Alon continues, “Our friends and family don’t really understand why we fought this fight. After all, in Israeli law, it doesn’t really matter if you’re married according to Jewish law or not. But it matters to us. To me, being married under a huppah (wedding canopy) is a sign of the continuation of the Jewish people. I may not wear a kippah, but I am a proud Jew. I will not lie for my Judaism, and I will not sell out for permission to be a Jew.
“My family are Holocaust survivors,” he adds. “The numbers on their arms should have been all the proof the rabbis needed. After what my grandmother and my parents went through—after all the times that the world has tried to kill us—”
“—and is still trying to kill us,” Shlomit adds in, referring to the terrorist attack the day before that killed four ultra-Orthodox men during the morning prayers, along with a policeman.
“Yes, you’re right,” Alon says. “The rabbis should be bringing us closer to Judaism, not making us hate them.”
Yet as the food arrives, the conversation moves on, and Shlomit and Alon are laughing again. These days, they are busy with the usual preparations that couples do before their weddings. And, like most couples, they argue gently—he wants to be married in a large hall, she wants a synagogue.
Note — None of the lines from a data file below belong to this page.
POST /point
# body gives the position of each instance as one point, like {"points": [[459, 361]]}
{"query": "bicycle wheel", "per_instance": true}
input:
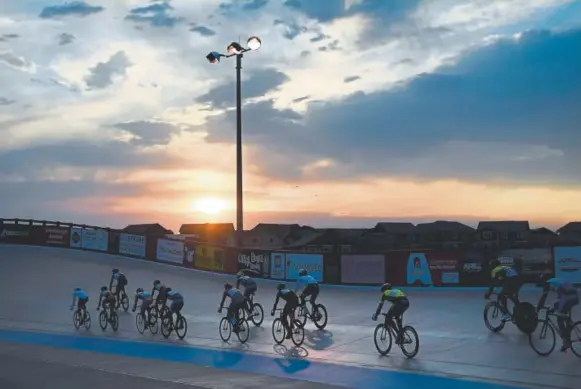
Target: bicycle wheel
{"points": [[544, 333], [114, 321], [181, 327], [166, 326], [576, 339], [243, 331], [382, 335], [278, 331], [103, 322], [495, 312], [225, 329], [257, 314], [320, 318], [140, 323], [298, 334], [410, 337]]}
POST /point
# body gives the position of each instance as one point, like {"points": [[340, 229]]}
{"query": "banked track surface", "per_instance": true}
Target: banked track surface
{"points": [[36, 285]]}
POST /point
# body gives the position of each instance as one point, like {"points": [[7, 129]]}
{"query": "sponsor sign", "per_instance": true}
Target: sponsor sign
{"points": [[76, 240], [278, 266], [568, 263], [170, 251], [312, 263], [362, 269], [132, 245], [97, 240]]}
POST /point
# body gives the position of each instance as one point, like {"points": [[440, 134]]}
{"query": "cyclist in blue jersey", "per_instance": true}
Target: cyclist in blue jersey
{"points": [[310, 285], [237, 301], [81, 298], [250, 287], [146, 299], [292, 302], [399, 304], [507, 278], [567, 298]]}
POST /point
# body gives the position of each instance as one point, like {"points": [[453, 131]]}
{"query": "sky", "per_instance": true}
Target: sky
{"points": [[354, 111]]}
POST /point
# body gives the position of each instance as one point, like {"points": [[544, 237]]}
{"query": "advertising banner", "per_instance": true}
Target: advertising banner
{"points": [[313, 263], [76, 240], [362, 269], [132, 245], [97, 240], [278, 266], [568, 263], [170, 251], [255, 261]]}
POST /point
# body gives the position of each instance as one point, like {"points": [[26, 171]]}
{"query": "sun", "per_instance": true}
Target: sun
{"points": [[209, 205]]}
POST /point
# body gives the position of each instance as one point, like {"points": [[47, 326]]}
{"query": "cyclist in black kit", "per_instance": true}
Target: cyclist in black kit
{"points": [[292, 302]]}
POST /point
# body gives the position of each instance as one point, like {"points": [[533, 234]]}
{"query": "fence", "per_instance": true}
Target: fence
{"points": [[417, 268]]}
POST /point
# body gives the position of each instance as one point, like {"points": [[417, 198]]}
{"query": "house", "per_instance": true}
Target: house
{"points": [[443, 234], [218, 233], [503, 234], [146, 229], [269, 236], [570, 232]]}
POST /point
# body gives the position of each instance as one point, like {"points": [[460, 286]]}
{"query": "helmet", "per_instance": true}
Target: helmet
{"points": [[386, 286]]}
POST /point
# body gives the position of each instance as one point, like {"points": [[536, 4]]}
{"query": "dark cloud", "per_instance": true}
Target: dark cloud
{"points": [[258, 84], [156, 15], [149, 133], [65, 39], [463, 121], [203, 30], [74, 8], [101, 75]]}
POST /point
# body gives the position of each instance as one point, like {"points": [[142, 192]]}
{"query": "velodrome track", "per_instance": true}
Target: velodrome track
{"points": [[37, 282]]}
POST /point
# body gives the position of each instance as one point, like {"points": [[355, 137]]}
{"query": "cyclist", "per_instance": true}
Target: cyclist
{"points": [[311, 287], [399, 304], [146, 301], [237, 302], [106, 297], [292, 301], [121, 283], [250, 287], [81, 298], [510, 281], [568, 297]]}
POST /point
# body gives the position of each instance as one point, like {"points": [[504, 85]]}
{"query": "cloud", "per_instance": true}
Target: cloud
{"points": [[259, 83], [65, 39], [101, 75], [156, 15], [75, 8], [509, 110]]}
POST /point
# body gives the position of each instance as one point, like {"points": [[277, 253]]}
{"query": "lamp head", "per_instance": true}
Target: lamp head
{"points": [[254, 43]]}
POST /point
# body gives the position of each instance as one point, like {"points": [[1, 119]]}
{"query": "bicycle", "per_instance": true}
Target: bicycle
{"points": [[108, 316], [319, 316], [523, 316], [82, 317], [180, 325], [549, 328], [152, 325], [241, 328], [298, 331], [407, 336], [256, 313]]}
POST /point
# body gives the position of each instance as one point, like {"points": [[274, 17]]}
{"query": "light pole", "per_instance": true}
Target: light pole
{"points": [[236, 50]]}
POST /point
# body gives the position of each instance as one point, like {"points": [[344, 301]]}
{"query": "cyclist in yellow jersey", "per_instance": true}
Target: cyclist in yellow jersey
{"points": [[399, 304]]}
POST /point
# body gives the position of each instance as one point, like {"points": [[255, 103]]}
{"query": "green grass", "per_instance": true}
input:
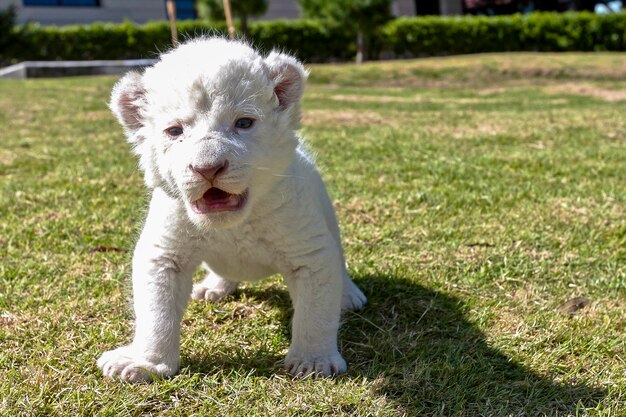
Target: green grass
{"points": [[476, 196]]}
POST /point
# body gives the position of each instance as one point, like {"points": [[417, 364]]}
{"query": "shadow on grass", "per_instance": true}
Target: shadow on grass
{"points": [[429, 357], [433, 361]]}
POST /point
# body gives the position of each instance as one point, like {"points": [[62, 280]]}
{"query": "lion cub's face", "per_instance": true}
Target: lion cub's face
{"points": [[213, 124]]}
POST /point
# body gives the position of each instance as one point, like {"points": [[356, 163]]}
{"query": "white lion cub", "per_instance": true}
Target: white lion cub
{"points": [[213, 123]]}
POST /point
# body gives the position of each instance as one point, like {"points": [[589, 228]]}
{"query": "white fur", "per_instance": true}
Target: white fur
{"points": [[286, 226]]}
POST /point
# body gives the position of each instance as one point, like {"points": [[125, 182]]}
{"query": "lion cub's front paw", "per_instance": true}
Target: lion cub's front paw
{"points": [[125, 364], [316, 366]]}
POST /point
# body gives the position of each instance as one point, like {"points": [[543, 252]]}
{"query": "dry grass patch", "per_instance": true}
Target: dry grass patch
{"points": [[588, 90]]}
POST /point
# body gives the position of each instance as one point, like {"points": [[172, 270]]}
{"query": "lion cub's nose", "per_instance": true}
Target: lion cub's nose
{"points": [[209, 172]]}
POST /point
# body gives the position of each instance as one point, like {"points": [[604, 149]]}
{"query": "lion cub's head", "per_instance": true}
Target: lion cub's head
{"points": [[213, 124]]}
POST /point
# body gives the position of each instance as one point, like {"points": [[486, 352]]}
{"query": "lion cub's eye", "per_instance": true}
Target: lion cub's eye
{"points": [[244, 123], [174, 131]]}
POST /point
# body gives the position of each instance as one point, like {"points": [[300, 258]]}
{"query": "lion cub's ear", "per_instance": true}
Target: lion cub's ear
{"points": [[127, 99], [289, 77]]}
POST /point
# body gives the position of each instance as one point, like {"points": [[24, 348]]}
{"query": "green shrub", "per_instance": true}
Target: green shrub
{"points": [[320, 41], [422, 36]]}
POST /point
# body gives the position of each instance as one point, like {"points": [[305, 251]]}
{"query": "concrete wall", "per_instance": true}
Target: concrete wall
{"points": [[141, 11], [109, 11]]}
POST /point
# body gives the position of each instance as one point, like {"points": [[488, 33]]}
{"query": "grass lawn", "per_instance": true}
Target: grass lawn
{"points": [[478, 197]]}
He wants one kind of band, she prefers a different one.
But they both agree they want to be married in the spring. “It’s a nice season of the year,” Shlomit explains, “and it will give me time to lose weight so I can fit into a great dress.”
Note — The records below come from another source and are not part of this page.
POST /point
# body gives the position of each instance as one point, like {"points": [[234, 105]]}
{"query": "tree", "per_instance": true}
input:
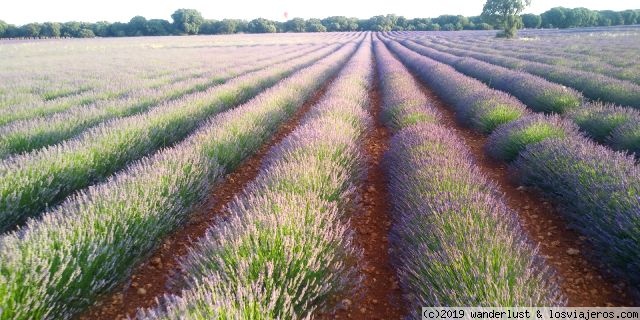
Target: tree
{"points": [[630, 17], [118, 29], [209, 27], [101, 29], [554, 18], [159, 27], [228, 26], [295, 25], [261, 25], [187, 21], [71, 29], [51, 30], [31, 30], [315, 25], [3, 28], [531, 21], [86, 33], [138, 27], [505, 13]]}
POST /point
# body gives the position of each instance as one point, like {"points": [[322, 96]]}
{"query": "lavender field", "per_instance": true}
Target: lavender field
{"points": [[318, 175]]}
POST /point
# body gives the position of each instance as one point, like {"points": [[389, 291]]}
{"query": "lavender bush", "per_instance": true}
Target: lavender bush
{"points": [[506, 142], [626, 138], [285, 251], [482, 108], [404, 103], [454, 240], [598, 120], [592, 85], [31, 182], [599, 190], [27, 135], [540, 95], [57, 266]]}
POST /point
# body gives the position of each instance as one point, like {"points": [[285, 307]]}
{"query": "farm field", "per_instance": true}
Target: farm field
{"points": [[355, 175]]}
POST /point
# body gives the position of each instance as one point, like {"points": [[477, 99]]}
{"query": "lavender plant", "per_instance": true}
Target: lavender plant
{"points": [[600, 120], [31, 182], [57, 266], [35, 133], [506, 142], [454, 240], [538, 94], [286, 250], [477, 105], [592, 85], [626, 138], [404, 103], [599, 190]]}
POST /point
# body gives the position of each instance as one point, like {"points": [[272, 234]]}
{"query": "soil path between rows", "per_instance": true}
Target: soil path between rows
{"points": [[151, 280], [380, 296], [583, 283]]}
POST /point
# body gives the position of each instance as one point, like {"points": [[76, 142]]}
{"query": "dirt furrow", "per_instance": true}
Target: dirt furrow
{"points": [[380, 296], [151, 280], [584, 283]]}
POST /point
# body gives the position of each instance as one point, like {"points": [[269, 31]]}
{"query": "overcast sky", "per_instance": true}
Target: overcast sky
{"points": [[24, 11]]}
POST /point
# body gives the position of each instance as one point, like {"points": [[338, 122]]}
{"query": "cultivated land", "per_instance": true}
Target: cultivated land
{"points": [[329, 175]]}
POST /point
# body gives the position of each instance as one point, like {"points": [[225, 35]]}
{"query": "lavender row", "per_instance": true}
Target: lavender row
{"points": [[454, 241], [538, 94], [593, 86], [36, 133], [598, 189], [285, 251], [615, 126], [57, 266], [31, 182], [83, 83], [477, 105], [404, 103], [558, 53], [104, 94]]}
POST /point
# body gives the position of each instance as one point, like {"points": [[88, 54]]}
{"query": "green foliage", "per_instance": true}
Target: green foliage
{"points": [[505, 13], [3, 28], [531, 21], [315, 25], [187, 21], [261, 25], [295, 25]]}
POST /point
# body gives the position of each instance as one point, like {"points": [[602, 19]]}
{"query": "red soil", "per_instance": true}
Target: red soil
{"points": [[151, 280], [380, 296], [583, 283]]}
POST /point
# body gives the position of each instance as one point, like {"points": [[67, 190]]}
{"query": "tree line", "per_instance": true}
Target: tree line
{"points": [[190, 21]]}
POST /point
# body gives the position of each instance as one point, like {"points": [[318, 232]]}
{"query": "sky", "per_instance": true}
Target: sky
{"points": [[25, 11]]}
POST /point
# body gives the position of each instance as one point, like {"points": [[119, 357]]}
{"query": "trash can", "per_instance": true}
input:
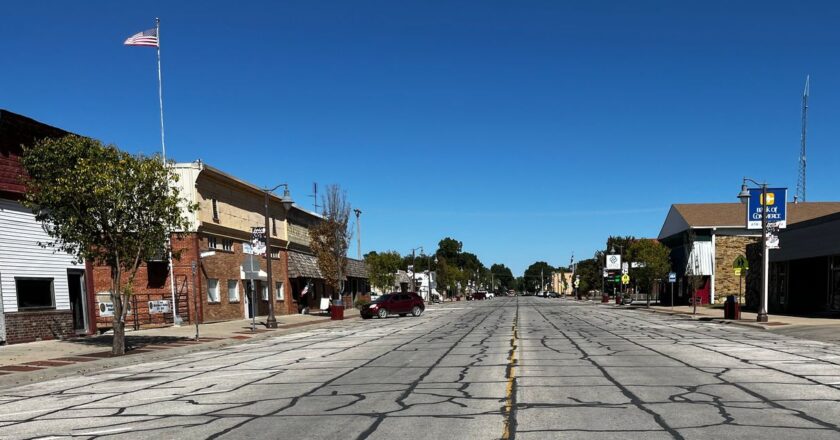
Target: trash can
{"points": [[337, 310], [731, 308]]}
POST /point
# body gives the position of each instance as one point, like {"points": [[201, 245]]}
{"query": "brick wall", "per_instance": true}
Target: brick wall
{"points": [[225, 266], [727, 248], [37, 326], [152, 284]]}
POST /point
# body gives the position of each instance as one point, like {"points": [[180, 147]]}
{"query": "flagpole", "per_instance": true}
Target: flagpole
{"points": [[176, 320], [160, 92]]}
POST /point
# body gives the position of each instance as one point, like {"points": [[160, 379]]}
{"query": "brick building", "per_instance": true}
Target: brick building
{"points": [[229, 284], [44, 294], [705, 239]]}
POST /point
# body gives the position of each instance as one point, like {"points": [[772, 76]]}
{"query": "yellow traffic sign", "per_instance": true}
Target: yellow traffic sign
{"points": [[741, 263]]}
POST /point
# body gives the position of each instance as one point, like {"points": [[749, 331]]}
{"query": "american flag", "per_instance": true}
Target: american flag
{"points": [[145, 38]]}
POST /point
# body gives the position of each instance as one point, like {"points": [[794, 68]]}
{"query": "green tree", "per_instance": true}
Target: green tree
{"points": [[589, 271], [382, 268], [330, 238], [654, 259], [104, 206], [536, 273], [502, 275], [448, 277], [450, 249]]}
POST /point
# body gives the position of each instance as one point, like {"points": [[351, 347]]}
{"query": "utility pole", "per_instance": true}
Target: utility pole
{"points": [[358, 234]]}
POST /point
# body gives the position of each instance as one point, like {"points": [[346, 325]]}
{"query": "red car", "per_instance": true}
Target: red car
{"points": [[394, 304]]}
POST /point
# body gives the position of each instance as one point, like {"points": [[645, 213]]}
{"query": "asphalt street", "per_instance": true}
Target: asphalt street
{"points": [[524, 368]]}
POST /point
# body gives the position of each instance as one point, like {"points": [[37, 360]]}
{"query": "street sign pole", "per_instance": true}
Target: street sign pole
{"points": [[195, 299]]}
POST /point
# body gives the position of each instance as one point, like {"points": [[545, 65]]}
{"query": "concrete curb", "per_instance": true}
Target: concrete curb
{"points": [[25, 378], [707, 318]]}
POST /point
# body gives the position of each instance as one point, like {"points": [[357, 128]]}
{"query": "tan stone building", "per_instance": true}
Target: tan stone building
{"points": [[706, 238]]}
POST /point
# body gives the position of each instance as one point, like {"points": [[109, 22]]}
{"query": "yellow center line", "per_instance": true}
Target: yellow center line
{"points": [[511, 389]]}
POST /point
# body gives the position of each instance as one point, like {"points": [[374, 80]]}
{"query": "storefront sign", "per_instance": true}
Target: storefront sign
{"points": [[613, 262], [776, 205], [158, 307]]}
“Maybe it will give me some time to grow some hair,” says Alon, rubbing his hand over his very bald pate.
“Or maybe we’ll just run off to Cyprus,” Shlomit giggles, referring to the fact that many Israeli couples who are denied the right to marry according to the rabbinate marry in Cyprus, thus forcing the Israeli civil authorities to register their marriage.
“Na, I guess we’ll marry here, so our children can come,” Alon answers back.
“Actually, we might be a young couple, but instead of asking permission from your parents to marry you, I think we should ask the kids.”
“Hey, after all of this, you never really ever asked me to marry you,” Shlomit says, faking a stern look. “So you’d better ask me the right way—you know…”
“Seriously?” says Alon. “My knees are too old for this.”
And he bends down on one knee, groaning to the amusement of the few customers in the coffee shop at this late hour.
“My dearest Shlomit. Will you marry me?” he asks, dramatically, holding out a spoon in place of a ring.
“Yeah, I guess so,” Shlomit giggles in response.